Certainly early on Janelle Orsi was a great supporter and cheerleader. I was part of the LGBT and San Francisco startup scene and found many people who said “Wow, that’s a really great idea” but didn’t understand the
business model very well. I also went to many events in Oakland that were
much more impact-oriented at the local level. Their mission statements were much clearer and more tangible, but they heard my idea for Loconomics and
said “Wow, why doesn’t that exist?” Somehow, though, I or Loconomics didn’t quite fit in.

Maybe six months after we converted to a co-op, Nathan Schneider started
writing about Loconomics and then we got a lot of attention from academics
— most of the attention was from academics, people in the social impact
space, and some entrepreneurs that respected what I was doing. They all
tried to help in their own way. And no one told me it was a dumb idea.

I validated that there was a need for Loconomics, for sure, but coordinating a ton of people that are interested in it and not having the funding to
actually hire anybody — I think that was the toughest part. It’s great
having volunteer help but pulling it all together into a tangible product,
that was really hard. I don’t know who possesses that expertise but I didn
’t. It’s still everything I believe in politically, socially, and
philosophically, and I hope someone figures it out.

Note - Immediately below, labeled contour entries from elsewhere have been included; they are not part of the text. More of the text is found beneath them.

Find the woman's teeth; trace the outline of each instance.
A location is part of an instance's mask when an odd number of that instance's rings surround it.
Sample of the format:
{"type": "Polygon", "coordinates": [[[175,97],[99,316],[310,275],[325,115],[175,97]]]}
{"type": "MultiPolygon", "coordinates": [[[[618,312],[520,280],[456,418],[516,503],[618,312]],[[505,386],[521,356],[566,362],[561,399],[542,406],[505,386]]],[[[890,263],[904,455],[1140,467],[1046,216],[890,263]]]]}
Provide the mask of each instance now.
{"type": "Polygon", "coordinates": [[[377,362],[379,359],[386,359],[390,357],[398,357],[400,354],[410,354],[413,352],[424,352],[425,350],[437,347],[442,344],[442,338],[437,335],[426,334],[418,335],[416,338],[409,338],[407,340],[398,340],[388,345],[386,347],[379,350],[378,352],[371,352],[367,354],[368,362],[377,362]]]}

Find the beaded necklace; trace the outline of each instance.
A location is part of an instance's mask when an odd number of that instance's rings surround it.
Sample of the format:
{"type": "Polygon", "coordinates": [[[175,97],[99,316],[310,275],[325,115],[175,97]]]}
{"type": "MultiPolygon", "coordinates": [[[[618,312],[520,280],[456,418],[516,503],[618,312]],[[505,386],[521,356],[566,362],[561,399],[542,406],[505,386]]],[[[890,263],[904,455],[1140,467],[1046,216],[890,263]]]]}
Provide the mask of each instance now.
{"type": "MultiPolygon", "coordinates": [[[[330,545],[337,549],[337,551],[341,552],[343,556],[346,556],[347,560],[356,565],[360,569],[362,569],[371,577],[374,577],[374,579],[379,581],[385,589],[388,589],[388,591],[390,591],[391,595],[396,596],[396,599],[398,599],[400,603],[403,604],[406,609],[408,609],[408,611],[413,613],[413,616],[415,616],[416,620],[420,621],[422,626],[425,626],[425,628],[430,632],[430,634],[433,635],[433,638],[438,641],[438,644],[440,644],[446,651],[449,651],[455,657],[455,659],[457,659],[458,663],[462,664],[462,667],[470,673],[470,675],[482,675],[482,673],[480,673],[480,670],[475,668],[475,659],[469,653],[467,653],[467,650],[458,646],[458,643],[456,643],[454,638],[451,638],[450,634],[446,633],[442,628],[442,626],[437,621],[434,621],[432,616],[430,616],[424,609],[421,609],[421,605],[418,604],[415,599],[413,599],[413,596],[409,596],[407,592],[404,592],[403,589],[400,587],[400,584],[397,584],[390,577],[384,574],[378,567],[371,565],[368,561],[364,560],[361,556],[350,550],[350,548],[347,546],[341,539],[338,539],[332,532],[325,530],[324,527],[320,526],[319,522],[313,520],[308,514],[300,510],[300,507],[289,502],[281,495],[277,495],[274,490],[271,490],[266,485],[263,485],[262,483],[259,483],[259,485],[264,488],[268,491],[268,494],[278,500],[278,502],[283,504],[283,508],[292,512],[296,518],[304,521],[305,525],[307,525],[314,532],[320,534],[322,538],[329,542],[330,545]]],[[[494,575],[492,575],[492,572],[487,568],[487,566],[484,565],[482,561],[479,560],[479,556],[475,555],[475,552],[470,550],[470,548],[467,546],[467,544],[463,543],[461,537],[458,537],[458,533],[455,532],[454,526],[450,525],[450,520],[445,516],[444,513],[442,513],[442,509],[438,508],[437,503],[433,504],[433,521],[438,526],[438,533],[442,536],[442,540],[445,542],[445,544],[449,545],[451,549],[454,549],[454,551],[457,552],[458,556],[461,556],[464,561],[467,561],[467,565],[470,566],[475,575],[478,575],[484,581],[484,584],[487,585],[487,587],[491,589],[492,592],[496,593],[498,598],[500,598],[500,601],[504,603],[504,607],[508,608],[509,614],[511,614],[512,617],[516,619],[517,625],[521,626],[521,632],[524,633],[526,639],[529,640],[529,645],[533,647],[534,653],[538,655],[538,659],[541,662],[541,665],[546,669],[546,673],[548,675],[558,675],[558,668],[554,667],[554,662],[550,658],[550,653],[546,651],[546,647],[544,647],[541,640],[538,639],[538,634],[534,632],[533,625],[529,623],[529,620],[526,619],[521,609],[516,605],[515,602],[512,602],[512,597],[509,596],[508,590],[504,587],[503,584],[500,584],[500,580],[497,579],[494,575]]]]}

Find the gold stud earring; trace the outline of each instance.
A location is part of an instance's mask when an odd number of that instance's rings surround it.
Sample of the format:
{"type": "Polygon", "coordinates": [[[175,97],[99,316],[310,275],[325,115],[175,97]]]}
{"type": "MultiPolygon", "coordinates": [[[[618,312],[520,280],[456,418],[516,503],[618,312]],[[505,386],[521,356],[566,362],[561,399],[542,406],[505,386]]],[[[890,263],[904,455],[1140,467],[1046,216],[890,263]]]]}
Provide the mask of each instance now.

It was mostly academics and people in Janelle’s circle, in sustainable
economics, and there were tons of fans who saw the need for Loconomics as a solution to the perils of the gig economy — but it was not the workers, the service professionals. I think the platform co-op movement wouldn’t have
started without an example like Loconomics, and I got so many interviews and so much fanfare from it, but it needed to be the people who were actually
going to use the platform. I think on paper it’s the perfect solution, but it’s a little bit more complicated for the workers who actually power the
platform to understand how they benefit, which is what really matters, and
it was harder to reach those people as they weren’t going to the
conferences or reading whatever publications we were in.